Matters came to a head when a paper that had been submitted for publication was rejected by a referee. Neither Kindle nor Ulrich had written the paper, but Kindle had supplied the fossil identifications and Ulrich had been the referee. Kindle became enraged when he heard the news and wrote to the USGS’s chief geologist, David White, telling him, “You will find it increasingly difficult to get any self-respecting palaeontologist to take a place in your organization, in which a man with Ulrich's peculiar views is invited to dominate everything relative to Paleozoic palaeontology…. You know as well as I do that Ulrich delights in scrapping on any pretext whatsoever.”11 He sent the letter to Girty, who checked into the matter. He found that Kindle was inventing demons. Ulrich had behaved impeccably. But by then Kindle had had enough and he left to join the Canadian Survey, there to rise to an elevated position (not least metaphorically so, for Mount Kindle was named in his honor).

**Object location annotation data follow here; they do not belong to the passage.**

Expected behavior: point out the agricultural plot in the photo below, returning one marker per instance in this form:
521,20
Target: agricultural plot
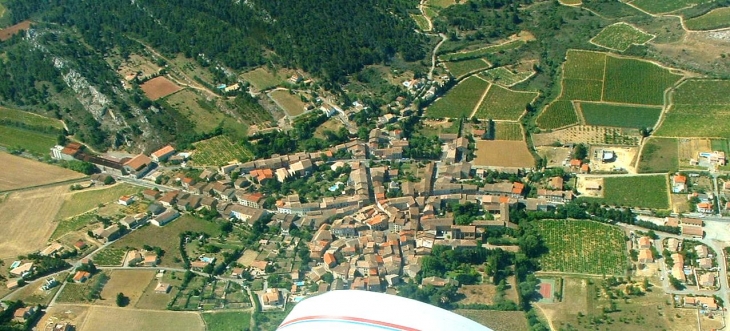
218,151
159,87
585,247
508,131
291,103
637,191
659,155
505,77
636,81
558,114
482,52
460,101
619,115
504,104
716,19
461,68
20,172
664,6
620,36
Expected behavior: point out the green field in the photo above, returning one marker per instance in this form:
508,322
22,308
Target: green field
558,114
504,104
508,131
481,52
585,247
504,76
659,155
602,114
464,67
460,100
636,191
665,6
584,65
218,151
620,36
637,82
716,19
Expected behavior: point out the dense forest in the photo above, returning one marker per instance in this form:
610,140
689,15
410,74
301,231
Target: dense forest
328,38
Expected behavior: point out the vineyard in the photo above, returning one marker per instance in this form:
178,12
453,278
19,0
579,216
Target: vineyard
715,19
508,131
219,151
620,36
585,247
557,115
635,81
478,53
637,191
505,77
459,69
460,100
619,115
659,155
504,104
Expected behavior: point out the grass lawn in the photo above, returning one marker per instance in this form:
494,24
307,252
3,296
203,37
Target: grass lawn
586,247
716,19
84,201
558,114
620,36
504,104
460,100
637,191
659,155
168,237
463,67
227,321
620,116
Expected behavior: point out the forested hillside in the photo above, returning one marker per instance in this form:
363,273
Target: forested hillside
325,37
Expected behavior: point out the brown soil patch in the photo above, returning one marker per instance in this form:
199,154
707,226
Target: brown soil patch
159,87
28,219
8,32
503,153
20,172
130,282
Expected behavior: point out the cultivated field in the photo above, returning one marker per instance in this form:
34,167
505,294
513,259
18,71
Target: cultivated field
505,77
585,247
508,131
8,32
20,172
219,151
159,87
502,153
558,114
100,318
262,79
504,104
27,219
226,321
291,103
130,282
497,320
716,19
602,114
203,113
622,85
461,68
481,52
460,100
659,155
167,237
620,36
637,191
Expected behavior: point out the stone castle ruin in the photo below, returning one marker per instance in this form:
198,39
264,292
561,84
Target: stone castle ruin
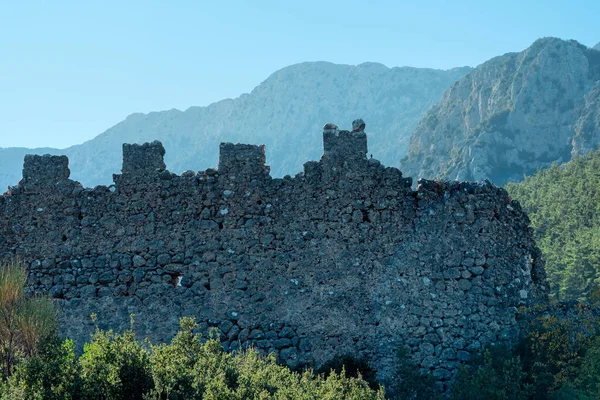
342,259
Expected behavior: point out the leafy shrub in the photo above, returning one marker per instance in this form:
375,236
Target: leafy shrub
52,374
411,383
115,366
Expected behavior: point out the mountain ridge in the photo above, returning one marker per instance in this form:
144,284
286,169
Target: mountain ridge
509,116
285,111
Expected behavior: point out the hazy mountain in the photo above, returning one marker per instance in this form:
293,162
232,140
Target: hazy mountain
512,115
286,112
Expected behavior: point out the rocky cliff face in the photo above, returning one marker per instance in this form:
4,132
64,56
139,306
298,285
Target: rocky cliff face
281,113
512,115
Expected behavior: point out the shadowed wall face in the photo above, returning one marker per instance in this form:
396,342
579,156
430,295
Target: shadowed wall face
345,259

The excess heat in the black shales dispute dissipated with Kindle's departure. In what was still a tiny geological community, where everyone knew everyone else, individuals were inclined to takes sides, and the science and its personalities became inextricably entangled. All, however, agreed on one thing: The conodonts might provide a solution to the black shales problem. By 1914, Ulrich believed he possessed distinctive conodont faunas that supported his views.12 The fossil as a result moved closer to becoming a utilitarian object, valued only for what it could tell the field geologist. “The study of fossils apart from their stratigraphic relations is pure biology,” Ulrich wrote.13 And those who thought otherwise, in oil-obsessed America, were increasingly finding themselves in the minority.